Mahayana cosmology adopted and adapted Hindu cosmological frameworks while transforming them through Buddhist philosophical principles and Buddha-centered theology.
Hindu cosmology, inherited from Vedic and Puranic sources, describes the universe in vast cycles of creation and destruction called kalpas (aeons). It places Mount Meru at the center of the world, surrounded by concentric continents and oceans, with heavens above populated by Brahma, Vishnu, Shiva and other deities. This cosmological map was already well-established and culturally dominant throughout Asia when Buddhism emerged and developed.
When Mahayana Buddhism expanded across Asia, it encountered regions thoroughly saturated with Hindu cosmological thinking. Rather than rejecting this framework entirely, Mahayana Buddhist texts—particularly the Avatamsaka Sutra, Lotus Sutra, and various Sanskrit mahayana texts—incorporated the same geographical and celestial structures while reinterpreting their significance through Buddhist doctrine.
Mahayana cosmology directly borrows the structure of multiple worlds, celestial realms, and cosmological layers from Hindu traditions. The Mahayana universe contains the same basic architecture: a central Sumeru mountain, four continents surrounding it, heavens above organized in hierarchical levels, and hells below. The Avatamsaka Sutra particularly elaborates this structure, describing not just one cosmos but infinite realms and worlds interpenetrating one another.

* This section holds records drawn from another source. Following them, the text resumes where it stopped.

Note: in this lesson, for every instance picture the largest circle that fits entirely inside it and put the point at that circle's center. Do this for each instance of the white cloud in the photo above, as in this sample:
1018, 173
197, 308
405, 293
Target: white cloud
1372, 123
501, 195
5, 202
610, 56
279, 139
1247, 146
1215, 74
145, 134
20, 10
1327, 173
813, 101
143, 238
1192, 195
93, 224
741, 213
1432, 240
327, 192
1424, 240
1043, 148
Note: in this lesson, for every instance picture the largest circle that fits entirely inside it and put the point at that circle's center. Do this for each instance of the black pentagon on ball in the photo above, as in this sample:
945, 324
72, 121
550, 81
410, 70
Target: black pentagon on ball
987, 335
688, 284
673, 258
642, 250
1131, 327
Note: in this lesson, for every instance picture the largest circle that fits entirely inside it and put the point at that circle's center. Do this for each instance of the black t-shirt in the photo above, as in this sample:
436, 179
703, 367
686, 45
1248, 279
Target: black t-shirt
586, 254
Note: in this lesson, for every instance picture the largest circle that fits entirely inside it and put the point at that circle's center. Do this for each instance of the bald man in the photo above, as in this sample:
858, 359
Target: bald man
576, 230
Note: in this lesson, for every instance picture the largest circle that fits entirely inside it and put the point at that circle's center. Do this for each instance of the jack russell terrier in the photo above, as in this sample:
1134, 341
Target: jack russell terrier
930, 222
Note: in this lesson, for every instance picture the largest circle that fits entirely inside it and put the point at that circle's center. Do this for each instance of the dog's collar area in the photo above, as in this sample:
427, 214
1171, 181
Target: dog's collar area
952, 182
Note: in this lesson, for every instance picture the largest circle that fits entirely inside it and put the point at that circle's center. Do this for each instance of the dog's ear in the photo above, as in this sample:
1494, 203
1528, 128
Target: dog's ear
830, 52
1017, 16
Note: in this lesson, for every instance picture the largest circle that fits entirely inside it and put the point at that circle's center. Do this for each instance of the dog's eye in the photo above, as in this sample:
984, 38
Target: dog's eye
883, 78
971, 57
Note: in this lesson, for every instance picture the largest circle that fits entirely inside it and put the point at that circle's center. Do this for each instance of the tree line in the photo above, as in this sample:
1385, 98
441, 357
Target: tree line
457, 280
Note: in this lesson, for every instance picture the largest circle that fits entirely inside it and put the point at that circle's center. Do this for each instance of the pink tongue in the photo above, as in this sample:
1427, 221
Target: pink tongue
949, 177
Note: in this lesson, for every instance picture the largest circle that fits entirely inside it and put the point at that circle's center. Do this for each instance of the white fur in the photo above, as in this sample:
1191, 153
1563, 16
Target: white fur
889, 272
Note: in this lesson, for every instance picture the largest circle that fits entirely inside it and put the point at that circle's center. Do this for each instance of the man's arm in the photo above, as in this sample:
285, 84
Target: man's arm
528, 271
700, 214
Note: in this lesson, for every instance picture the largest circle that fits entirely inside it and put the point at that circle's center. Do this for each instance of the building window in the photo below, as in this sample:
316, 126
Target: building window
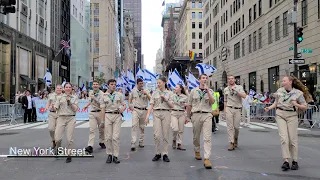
200, 15
277, 28
304, 12
255, 12
254, 41
273, 79
260, 7
193, 15
243, 48
193, 45
250, 43
270, 32
260, 38
250, 15
252, 81
237, 51
285, 24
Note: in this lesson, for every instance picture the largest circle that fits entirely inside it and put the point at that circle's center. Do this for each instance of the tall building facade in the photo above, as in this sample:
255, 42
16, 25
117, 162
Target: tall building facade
103, 35
189, 30
25, 51
134, 6
79, 42
60, 30
252, 40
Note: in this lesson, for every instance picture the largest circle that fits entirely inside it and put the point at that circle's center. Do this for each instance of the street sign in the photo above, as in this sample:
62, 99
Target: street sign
296, 61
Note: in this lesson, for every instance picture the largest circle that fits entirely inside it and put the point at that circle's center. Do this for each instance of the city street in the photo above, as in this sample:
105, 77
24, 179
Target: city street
258, 156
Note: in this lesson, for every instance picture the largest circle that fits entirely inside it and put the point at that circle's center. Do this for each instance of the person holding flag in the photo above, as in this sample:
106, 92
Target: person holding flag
200, 105
94, 117
138, 103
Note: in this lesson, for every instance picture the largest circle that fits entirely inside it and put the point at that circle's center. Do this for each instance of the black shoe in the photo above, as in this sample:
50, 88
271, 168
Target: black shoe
102, 145
109, 160
116, 160
166, 158
156, 157
285, 166
294, 165
68, 160
89, 149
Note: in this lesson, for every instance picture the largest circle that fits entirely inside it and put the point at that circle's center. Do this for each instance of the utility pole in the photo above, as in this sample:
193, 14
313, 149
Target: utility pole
295, 39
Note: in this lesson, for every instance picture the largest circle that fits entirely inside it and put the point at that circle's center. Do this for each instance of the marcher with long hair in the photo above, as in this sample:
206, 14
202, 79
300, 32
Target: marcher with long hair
291, 98
178, 115
66, 105
161, 104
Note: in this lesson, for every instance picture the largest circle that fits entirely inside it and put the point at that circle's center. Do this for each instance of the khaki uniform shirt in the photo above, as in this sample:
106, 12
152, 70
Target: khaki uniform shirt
62, 106
179, 101
199, 100
232, 98
139, 100
94, 98
112, 102
284, 98
158, 102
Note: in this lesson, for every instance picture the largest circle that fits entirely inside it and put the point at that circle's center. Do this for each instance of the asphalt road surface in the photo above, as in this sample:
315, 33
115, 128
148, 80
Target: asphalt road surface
258, 157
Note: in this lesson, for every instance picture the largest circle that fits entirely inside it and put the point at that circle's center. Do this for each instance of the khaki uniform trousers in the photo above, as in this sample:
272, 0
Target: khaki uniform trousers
112, 133
161, 125
52, 123
233, 118
202, 122
63, 123
177, 121
138, 117
94, 122
288, 132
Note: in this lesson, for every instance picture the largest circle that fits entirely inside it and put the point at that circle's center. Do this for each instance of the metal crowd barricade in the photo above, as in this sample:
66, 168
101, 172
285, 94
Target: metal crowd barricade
11, 112
257, 112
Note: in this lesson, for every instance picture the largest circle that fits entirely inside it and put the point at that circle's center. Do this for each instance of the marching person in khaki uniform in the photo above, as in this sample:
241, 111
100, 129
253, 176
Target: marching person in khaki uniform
52, 115
161, 104
66, 105
199, 104
138, 103
112, 106
290, 99
95, 117
178, 116
233, 95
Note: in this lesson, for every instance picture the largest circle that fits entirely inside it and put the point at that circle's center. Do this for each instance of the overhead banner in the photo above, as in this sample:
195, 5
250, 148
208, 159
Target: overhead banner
81, 114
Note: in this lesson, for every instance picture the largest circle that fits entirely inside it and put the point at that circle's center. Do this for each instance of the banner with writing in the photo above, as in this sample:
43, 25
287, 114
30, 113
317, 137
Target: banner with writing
81, 114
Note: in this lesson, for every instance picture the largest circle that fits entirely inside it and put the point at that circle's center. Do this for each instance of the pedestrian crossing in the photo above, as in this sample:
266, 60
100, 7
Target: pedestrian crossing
85, 124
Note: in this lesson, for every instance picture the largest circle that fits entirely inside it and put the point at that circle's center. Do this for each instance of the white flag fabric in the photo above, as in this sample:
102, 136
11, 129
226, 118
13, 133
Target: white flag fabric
205, 69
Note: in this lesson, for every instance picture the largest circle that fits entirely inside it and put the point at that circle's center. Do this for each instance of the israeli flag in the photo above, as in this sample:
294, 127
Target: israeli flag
48, 78
64, 82
205, 69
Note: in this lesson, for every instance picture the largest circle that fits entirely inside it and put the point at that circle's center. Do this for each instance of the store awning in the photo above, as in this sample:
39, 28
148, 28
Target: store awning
40, 80
28, 80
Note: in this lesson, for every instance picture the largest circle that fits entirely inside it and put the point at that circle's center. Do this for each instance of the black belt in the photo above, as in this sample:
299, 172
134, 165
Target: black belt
201, 112
286, 110
96, 111
113, 112
234, 107
140, 108
177, 110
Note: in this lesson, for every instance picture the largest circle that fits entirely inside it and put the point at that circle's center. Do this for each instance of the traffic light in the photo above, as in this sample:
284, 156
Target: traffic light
8, 6
299, 35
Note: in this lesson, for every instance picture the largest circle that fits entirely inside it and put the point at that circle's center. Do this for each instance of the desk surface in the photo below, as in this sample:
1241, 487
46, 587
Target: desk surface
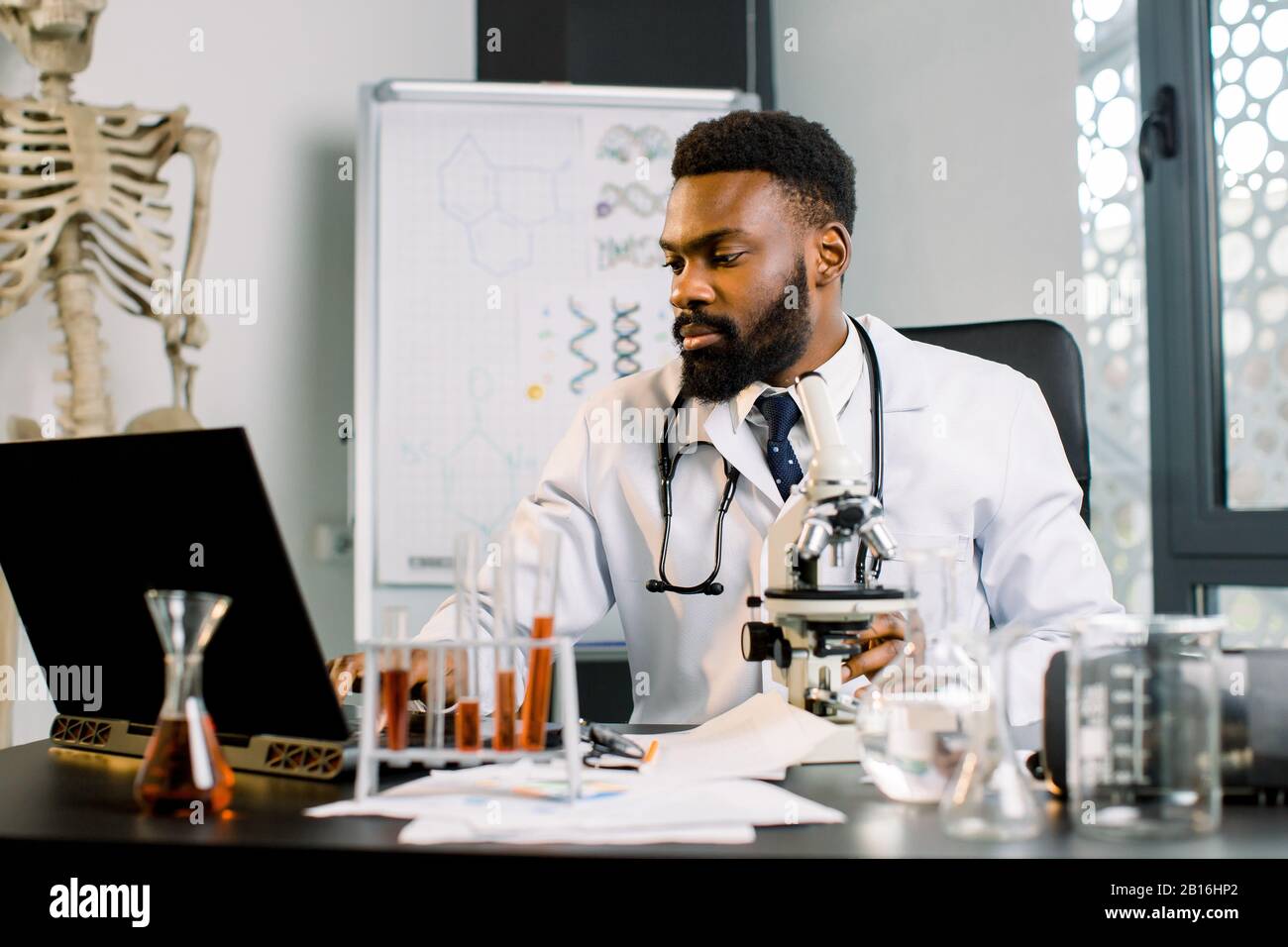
50, 793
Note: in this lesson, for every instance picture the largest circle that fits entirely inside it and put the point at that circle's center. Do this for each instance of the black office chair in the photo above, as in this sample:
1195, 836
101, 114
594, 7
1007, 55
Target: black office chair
1047, 354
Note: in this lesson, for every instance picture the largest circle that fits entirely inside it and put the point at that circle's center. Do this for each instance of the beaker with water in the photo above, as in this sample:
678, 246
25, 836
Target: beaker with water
910, 716
990, 797
1144, 725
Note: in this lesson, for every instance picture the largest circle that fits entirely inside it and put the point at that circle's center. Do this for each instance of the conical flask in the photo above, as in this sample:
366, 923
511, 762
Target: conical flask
183, 768
990, 797
910, 715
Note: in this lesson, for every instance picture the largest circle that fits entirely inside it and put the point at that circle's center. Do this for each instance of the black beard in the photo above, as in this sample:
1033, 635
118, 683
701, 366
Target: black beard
776, 339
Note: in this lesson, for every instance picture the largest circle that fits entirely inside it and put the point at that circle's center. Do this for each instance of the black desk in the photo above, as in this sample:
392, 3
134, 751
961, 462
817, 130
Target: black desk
54, 795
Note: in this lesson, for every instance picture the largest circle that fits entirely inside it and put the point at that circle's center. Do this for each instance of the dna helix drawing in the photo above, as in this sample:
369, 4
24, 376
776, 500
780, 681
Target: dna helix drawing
579, 381
625, 329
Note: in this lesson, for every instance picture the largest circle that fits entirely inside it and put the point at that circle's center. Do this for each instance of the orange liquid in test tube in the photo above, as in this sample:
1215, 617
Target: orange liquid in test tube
536, 705
503, 738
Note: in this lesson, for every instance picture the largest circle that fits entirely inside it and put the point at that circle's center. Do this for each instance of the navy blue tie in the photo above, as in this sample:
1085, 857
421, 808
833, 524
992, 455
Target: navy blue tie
781, 414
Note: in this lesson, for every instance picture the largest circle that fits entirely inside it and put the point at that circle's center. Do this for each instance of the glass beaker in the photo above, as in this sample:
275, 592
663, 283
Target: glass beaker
183, 770
990, 796
469, 714
1144, 725
910, 716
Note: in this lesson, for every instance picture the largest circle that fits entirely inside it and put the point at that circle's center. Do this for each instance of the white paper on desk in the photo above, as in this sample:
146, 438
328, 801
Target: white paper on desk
711, 809
716, 810
425, 831
759, 738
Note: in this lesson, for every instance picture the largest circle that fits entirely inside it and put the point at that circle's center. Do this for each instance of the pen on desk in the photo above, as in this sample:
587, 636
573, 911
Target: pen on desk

However, Mahayana Buddhism inverts the spiritual hierarchy. In Hindu cosmology, the gods (devas) represent the highest non-ultimate reality, with liberation achieved through transcending to Brahman. In Mahayana cosmology, these same heavenly beings become subordinate to Buddhas and Bodhisattvas. The Buddha becomes the ultimate reality rather than Brahman, and celestial realms become way-stations on the path to enlightenment rather than final destinations.
The most significant transformation concerns the cosmological center itself. Hindu cosmology places ultimate reality outside and beyond the cosmos—Brahman exists transcendentally. Mahayana Buddhism relocates ultimate reality into the cosmos itself through Buddha-bodies. Mahayana sutras describe multiple Buddhas simultaneously present in infinite realms. The Lotus Sutra, for instance, places the Buddha Shakyamuni within a vast framework of other Buddhas, past and present, while affirming that Buddha-nature pervades all existence.
This appears superficially similar to Hindu pantheons with multiple gods, but functions completely differently philosophically. Hindu deities are part of the created cosmos; Mahayana Buddhas transcend and encompass it. The Mahayana framework thus preserves Hindu cosmological geography while fundamentally altering its metaphysical meaning.
While both traditions use elaborate cosmologies, their purposes diverge significantly. Hindu cosmology typically serves to establish the range of karmic rebirth and the hierarchies through which souls progress toward liberation. Mahayana cosmology serves primarily to demonstrate the universality and omnipresence of Buddha-dharma and to illustrate concepts like Buddha-fields and the compassionate action of Bodhisattvas across infinite realms.
The Avatamsaka Sutra exemplifies this: it uses astronomical imagery to show how a single Buddha's enlightenment illuminates all worlds simultaneously, and how all beings throughout the cosmos are interconnected in a single dharma-realm. This is cosmology deployed as metaphysical and soteriological teaching, not primarily as a physical description.
The relationship between these cosmologies was never static. In regions where Hinduism and Buddhism coexisted—particularly India, Tibet, and Southeast Asia—the cosmologies influenced one another over centuries. Some Hindu texts incorporated Buddhist elements, while Mahayana texts continued refining their cosmological descriptions. By the time Buddhism spread to East Asia, the cosmologies had been thoroughly synthesized and reinterpreted multiple times.
Importantly, both traditions ultimately affirm that attachment to cosmological details misses the point of spiritual practice. The Buddha in many Mahayana sutras uses cosmological descriptions as teaching devices, not as ultimate truths requiring literal belief. Hindu Vedanta similarly treats cosmology as Maya—illusion useful for teaching but not ultimately real.
The relationship is fundamentally one of structural adoption with philosophical reversal. Mahayana Buddhism accepted Hindu cosmological maps as a useful framework for expressing the scope and scale of Buddhist teaching, but entirely reconceived their meaning by placing Buddha-dharma and enlightenment at the center rather than treating liberation as escape from the cosmos. This pragmatic integration allowed Buddhism to communicate with populations familiar with Hindu cosmology while maintaining its distinct soteriological claims.